Not a Dainty Grace (Exodus 4:1–17)

As Moses’ sinful questions mutate into brazen objections, God’s grace grows more firm. God’s grace isn’t fragile. It isn’t a dainty grace. When God sets His covenant love on sinners, sinners’ sins don’t change His covenant love; God’s covenant love changes sinners. We’re told Moses’ sins aroused God’s anger, and what do we see next? Preplanned grace (4:14). God’s grace is always preplanned. To put a spin on Spurgeon, if God didn’t love His people before the foundation of the world, it’s certain He’d never see cause, in them, to love them afterward.

God’s grace isn’t a dainty grace. You can’t shatter it. It’s child proof; indestructibly designed by a Father who knows us. You can’t break this grace. It breaks you. This isn’t the kind of grace that sweeps sin under the rug, but propels us out the door. This is persistent and insistent grace that covers and refuses our objections.

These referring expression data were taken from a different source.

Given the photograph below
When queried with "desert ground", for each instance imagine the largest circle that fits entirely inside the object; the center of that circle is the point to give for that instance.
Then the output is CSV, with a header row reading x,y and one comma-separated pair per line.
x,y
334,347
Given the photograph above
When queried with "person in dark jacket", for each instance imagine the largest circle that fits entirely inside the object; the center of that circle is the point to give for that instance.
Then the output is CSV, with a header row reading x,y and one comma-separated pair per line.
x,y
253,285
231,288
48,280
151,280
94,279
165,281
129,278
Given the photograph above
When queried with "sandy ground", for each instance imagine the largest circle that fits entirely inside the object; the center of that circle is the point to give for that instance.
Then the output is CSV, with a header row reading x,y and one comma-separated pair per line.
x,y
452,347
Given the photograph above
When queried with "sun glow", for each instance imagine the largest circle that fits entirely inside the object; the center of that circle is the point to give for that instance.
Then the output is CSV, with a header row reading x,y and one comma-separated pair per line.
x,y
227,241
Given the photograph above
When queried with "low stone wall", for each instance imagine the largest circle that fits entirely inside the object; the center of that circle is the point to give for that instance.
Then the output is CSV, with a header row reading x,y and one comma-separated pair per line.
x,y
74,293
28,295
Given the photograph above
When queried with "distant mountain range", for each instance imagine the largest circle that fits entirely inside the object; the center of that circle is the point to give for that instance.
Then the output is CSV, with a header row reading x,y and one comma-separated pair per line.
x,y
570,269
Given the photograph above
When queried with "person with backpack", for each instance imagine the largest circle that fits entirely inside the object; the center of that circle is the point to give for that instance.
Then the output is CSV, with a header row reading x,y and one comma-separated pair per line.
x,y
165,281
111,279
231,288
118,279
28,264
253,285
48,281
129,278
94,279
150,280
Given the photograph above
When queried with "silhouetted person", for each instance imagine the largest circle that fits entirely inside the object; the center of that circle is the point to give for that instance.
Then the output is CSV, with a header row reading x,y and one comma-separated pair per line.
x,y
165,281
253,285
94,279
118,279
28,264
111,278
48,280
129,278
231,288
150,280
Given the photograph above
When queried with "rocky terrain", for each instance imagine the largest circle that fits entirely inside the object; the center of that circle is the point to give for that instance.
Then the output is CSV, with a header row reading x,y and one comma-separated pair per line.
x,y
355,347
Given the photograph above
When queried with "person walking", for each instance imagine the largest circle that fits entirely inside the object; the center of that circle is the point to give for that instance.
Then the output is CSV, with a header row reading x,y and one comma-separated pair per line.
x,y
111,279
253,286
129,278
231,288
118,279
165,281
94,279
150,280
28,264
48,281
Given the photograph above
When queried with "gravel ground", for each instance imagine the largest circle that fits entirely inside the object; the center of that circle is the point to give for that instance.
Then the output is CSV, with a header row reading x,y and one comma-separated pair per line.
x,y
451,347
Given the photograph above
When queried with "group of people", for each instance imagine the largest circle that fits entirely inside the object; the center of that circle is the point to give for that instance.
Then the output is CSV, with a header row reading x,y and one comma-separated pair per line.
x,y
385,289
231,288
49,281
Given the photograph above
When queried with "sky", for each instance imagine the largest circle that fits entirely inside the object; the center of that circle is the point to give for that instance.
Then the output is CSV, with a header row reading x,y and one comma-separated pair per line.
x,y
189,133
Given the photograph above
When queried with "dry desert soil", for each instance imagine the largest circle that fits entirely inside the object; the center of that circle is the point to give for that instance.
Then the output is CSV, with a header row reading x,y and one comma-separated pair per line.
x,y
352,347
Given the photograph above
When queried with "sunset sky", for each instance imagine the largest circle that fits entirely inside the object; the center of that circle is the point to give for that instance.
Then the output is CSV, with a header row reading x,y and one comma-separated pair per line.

God’s grace throws us in the deep end and then is there to keep us from drowning. Remember Jonah? God’s firm grace got Jonah to Nineveh. The book ends with Jonah rebelliously pouting. Or does it? Who wrote the book of Jonah? I believe it was Jonah. The book ends then as Jonah’s expression of the ugliness of his sin and the beauty of God’s grace. Good parents often make their children do things they’re fearful of and the children are often thankful after the fact. I’m sure, once Jonah set his pen down, it was with a contented sigh of thankfulness that God threw him in the deep end and was there to keep him from drowning, even in his own sins. Once Moses returned to Sinai, certainly, he too was thankful that God’s grace was made of adamant.

There is grace for those who are ambassadors of grace. Not a grace that excuses our sins, but a grace that leaves us without excuses.